Twenty-one prematurely born adult males (gestational age = 29 4 weeks], and 14 age matched controls born at full term (gestational age = 39 2 weeks) underwent three tests in a randomized manner: (1) hypoxia chemo-sensitivity test to determine the resting and exercise poikilocapnic HVR and a graded exercise test to volitional exhaustion in (2) normoxia (FO = 0.21), and (3) normobaric hypoxia (FO = 0.13) to compare the hypoxia-related effects on maximal aerobic power (MAP). Selected prooxidant and antioxidant markers were analyzed from venous samples obtained before and after the HVR tests.
Resting HVR was lower in the pre-term (0.21 0.21 L ⋅ min ⋅ kg) compared to full-term born individuals (0.47 0.23 L ⋅ min ⋅ kg; < 0.05). No differences were noted in the exercise HVR or in any of the measured oxidative stress markers before or after the HVR test. Hypoxia-related reduction of MAP was comparable between the groups.
These findings indicate that blunted resting HVR in prematurely born men persists into adulthood. Also, active adults born prematurely seem to tolerate hypoxic exercise well and should, hence, not be discouraged to engage in physical activities in hypoxic environments.
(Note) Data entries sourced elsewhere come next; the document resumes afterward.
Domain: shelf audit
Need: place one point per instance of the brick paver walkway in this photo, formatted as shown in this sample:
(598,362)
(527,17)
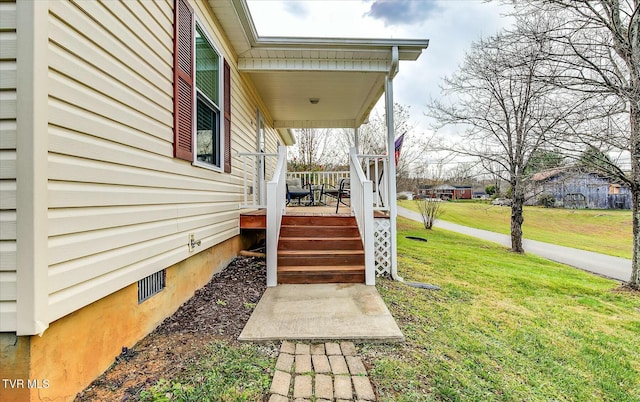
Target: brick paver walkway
(321,372)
Nevertheless, the blunted resting HVR and greater desaturation observed in the pre-term born individuals warrant caution especially during prolonged hypoxic exposures.
早产会引发终身的呼吸系统解剖和功能后遗症。尽管在早产儿中一直观察到低氧通气反应(HVR)减弱,但尚不清楚这种情况是否会随着年龄增长而持续存在,此外,它是否会影响低氧运动能力。此外,之前观察到的与早产相关的氧化还原平衡改变是否会导致HVR调节仍未得到解决。
21名早产成年男性(胎龄=29±4周)和14名足月出生的年龄匹配对照者(胎龄=39±2周)以随机方式进行了三项测试:(1)低氧化学敏感性测试,以确定静息和运动时的变碳酸血症性HVR,以及在(2)常氧(FIO₂=0.21)和(3)常压低氧(FIO₂=0.13)下进行渐增运动测试直至自愿疲劳,以比较低氧对最大有氧功率(MAP)的影响。从HVR测试前后采集的静脉样本中分析选定的促氧化剂和抗氧化剂标志物。
与足月出生个体(0.47±0.23L·min·kg;P<0.05)相比,早产儿的静息HVR较低(0.21±0.21L·min·kg)。在HVR测试前后,运动HVR或任何测量的氧化应激标志物均未发现差异。两组之间与低氧相关的MAP降低相当。
这些发现表明,早产男性静息HVR减弱的情况会持续到成年期。此外,早产的活跃成年人似乎对低氧运动耐受性良好,因此,不应劝阻他们在低氧环境中进行体育活动。然而,早产儿静息HVR减弱和更大程度的去饱和现象值得谨慎对待,尤其是在长时间低氧暴露期间。